Warmth stirred somewhere deep inside her just to hear him speak the word. He'd said it casually enough, yet Tess heard the question as if he'd meant it for her ears alone. The low, ticklish hum in the side of her neck intensified again, pulsing in time to the sudden rise of her heartbeat. She cleared her throat, feeling strange and unsettled, all her senses sharpening.

"Endymion was a handsome shepherd boy," she said finally, drawing on recollections of what she'd learned in a college mythology course. "Selene, as you said, was the goddess of the moon." "A human and an immortal," Dante remarked. She could feel his eyes on her now, that whiskey-colored gaze watching her. "Not the ideal combination, is it? Someone usually ends up dead."

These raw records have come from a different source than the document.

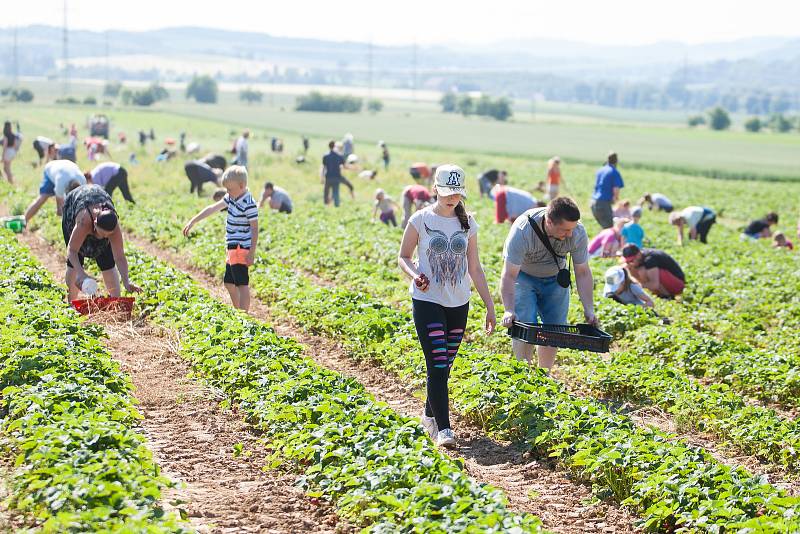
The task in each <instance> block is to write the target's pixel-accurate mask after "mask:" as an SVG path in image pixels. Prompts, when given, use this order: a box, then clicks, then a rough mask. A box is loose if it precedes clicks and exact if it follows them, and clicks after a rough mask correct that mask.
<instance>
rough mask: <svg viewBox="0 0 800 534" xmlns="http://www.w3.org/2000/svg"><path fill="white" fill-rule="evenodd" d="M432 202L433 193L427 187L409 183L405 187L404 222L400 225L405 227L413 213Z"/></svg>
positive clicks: (403, 193) (403, 196)
mask: <svg viewBox="0 0 800 534" xmlns="http://www.w3.org/2000/svg"><path fill="white" fill-rule="evenodd" d="M431 202H433V195H431V193H430V191H428V188H427V187H425V186H424V185H417V184H414V185H407V186H406V187H405V189H403V222H402V223H401V225H400V227H401V228H403V229H405V227H406V225H407V224H408V220H409V219H410V218H411V214H412V213H414V212H415V211H418V210H421V209H422V208H424V207H425V205H426V204H429V203H431Z"/></svg>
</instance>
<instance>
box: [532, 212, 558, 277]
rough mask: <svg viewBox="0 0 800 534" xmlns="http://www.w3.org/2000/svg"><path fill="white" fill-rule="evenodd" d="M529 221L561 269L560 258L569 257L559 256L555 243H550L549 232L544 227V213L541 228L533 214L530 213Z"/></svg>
mask: <svg viewBox="0 0 800 534" xmlns="http://www.w3.org/2000/svg"><path fill="white" fill-rule="evenodd" d="M528 223H530V225H531V228H533V231H534V232H535V233H536V235H537V236H539V239H540V240H541V242H542V244H544V248H546V249H547V250H548V251H549V252H550V254H552V255H553V261H554V262H556V267H558V268H559V269H561V264H560V263H558V260H560V259H561V260H565V259H567V258H566V256H559V255H558V254H556V251H555V250H553V244H552V243H550V238H549V237H547V233H546V232H545V229H544V215H542V227H541V228H539V225H538V224H536V221H535V220H534V219H533V215H528Z"/></svg>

Tess glanced at him. "This is one of the few times things worked out." She stared hard at the sculpture in order to avoid looking Dante's way again and confirming that he was still watching her, so close she could feel the heat of his body. She started talking again, needing to fill the space with something other than the awareness that was crackling around her. "Selene could only be with Endymion at night. She wanted to be with him forever, so she begged Zeus to grant her lover eternal life. The god agreed and put the shepherd into an endless sleep, where he waits each night for his beloved Selene to visit him."

"Happily ever after," Dante drawled, a note of cynicism in his voice. "Only in myths and fairy tales."

"You don't believe in love?"

"Do you, Tess?"

She glanced up at him, into a penetrating, probing gaze that felt as intimate as a caress. "I'd like to believe in it," she said, not sure why she was admitting this now, to him. The fact that she had said so to him confused her. Anxious suddenly, she strolled over to a neighboring case of Rodin pieces. "So, what's your interest in sculpture, Dante? Are you an artist or an enthusiast?"

"Neither."

"Oh." Dante kept pace with her, pausing beside her at the kiosk. Tess had dismissed him as out of place when she first saw him, but hearing him speak, seeing him up close, she had to admit that despite the fact that he looked like something out of a Wachowski brothers' action movie, there was an unmistakable level of sophistication about him. Beneath the leather and muscle, he had a worldly wiseness that intrigued her. Probably more than it should. "What then? Are you a patron of the museum? "

He gave a mild shake of his dark head.

"Working security for the exhibit?" she guessed.

It would certainly explain his lack of formal wear and the laser-sharp intensity that radiated around him. Maybe he was from one of those high-end insurance units that museums often hired to protect their collections while on public display.

"There was something here I wanted to see," he replied, his mesmerizing eyes unflinching on her. "That 's the only reason I came."

Something about the way he looked at her as he said it--the way he seemed to look right through her --gave her pulse a little jolt of electricity. She'd been hit on enough in the past to know when a guy was working some kind of angle, but this was different.